Jody from Canada asks – My question is regarding dyslexia and imposter syndrome.
I recently found out (by pure chance) that there is a very high probability that I am dyslexic… although my wife thought it was obvious and thought always knew.
I don’t have an official diagnosis because it costs several thousand dollars in Canada, but I’ve done what seems like 100 online tests and I nail them all. Top of the class.
Since discovering my dyslexia and understanding what it is/does, my life has taken a surprisingly damatic and fast turn for the better. Yet still, I find periods where, without a diagnosis, I doubt my dyslexia… like, no I’m not dyslexic because of x,y,z.

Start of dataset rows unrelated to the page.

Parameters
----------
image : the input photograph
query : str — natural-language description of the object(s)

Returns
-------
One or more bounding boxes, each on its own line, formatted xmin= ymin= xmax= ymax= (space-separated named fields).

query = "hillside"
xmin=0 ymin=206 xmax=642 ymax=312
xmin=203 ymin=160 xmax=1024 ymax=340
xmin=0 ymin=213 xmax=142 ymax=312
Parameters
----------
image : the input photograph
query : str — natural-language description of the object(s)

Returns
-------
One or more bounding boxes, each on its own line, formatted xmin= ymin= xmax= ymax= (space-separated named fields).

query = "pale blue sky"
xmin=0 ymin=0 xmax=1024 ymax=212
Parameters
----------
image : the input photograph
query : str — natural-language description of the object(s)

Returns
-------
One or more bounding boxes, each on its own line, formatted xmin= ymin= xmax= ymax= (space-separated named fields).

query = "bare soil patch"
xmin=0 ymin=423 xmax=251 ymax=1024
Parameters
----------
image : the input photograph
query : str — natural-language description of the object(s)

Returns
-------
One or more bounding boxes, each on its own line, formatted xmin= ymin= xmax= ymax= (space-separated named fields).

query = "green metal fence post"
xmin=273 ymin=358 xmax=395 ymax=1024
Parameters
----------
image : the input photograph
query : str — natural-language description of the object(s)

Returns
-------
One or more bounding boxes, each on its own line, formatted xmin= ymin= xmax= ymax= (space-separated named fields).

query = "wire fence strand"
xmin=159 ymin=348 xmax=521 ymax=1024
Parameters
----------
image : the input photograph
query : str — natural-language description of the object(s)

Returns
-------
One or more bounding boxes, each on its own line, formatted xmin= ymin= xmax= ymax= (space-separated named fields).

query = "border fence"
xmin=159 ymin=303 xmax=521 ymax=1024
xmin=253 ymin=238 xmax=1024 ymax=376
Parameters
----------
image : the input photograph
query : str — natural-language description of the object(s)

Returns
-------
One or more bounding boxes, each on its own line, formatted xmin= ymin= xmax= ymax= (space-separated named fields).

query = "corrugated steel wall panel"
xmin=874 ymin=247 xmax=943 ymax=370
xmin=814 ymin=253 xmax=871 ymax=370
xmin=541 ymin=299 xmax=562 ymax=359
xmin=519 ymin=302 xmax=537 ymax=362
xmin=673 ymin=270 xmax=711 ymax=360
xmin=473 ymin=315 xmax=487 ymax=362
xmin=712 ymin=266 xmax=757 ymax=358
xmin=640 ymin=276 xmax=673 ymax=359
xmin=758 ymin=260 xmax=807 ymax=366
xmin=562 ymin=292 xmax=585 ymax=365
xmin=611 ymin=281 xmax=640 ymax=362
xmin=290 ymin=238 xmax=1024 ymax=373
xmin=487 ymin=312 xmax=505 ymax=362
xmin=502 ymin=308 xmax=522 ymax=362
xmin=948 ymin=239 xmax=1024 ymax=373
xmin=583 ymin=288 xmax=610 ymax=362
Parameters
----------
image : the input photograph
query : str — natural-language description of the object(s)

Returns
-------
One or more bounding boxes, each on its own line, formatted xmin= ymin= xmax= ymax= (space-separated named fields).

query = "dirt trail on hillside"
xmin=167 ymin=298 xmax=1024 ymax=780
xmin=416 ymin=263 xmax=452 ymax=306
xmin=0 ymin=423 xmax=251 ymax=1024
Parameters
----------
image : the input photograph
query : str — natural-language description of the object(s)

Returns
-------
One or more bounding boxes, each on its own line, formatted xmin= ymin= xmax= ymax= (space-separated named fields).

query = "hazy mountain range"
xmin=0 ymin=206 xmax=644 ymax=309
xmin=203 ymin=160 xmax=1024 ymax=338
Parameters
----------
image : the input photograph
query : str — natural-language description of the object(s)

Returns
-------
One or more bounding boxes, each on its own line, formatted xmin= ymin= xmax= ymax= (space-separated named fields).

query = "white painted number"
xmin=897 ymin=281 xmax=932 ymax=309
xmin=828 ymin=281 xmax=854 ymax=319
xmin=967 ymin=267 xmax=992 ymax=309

1) I was very good at school… when actually, I was good at certain subjects and benefited from absent teachers in English, geography, and languages.
2) the “elephant” question in dyslexia tests. I always answer no, because I don’t have trouble writing that word. But when I get to spelling helicopter, or hippopotamus… forget about it. Sometimes when auto-fill does not know what I’m trying to say it feels like I’m alone in a large empty room, randomly typing in guess letters until auto-fill throws me a life line.
There’s more, but despite all this I am constantly doubtful about my dyslexia. It’s causing me to fear “coming out” as a dyslexic in fear of being outded as a hypochondriac. I also have a serious fear of actually finding out I’m not dyslexic and losing my super power. It’s a lot of ups and downs.
I’ve looked it up and can’t find anyone talking about doubting their dyslexia, so I guess my question is… is this a normal feeling? Does it go away?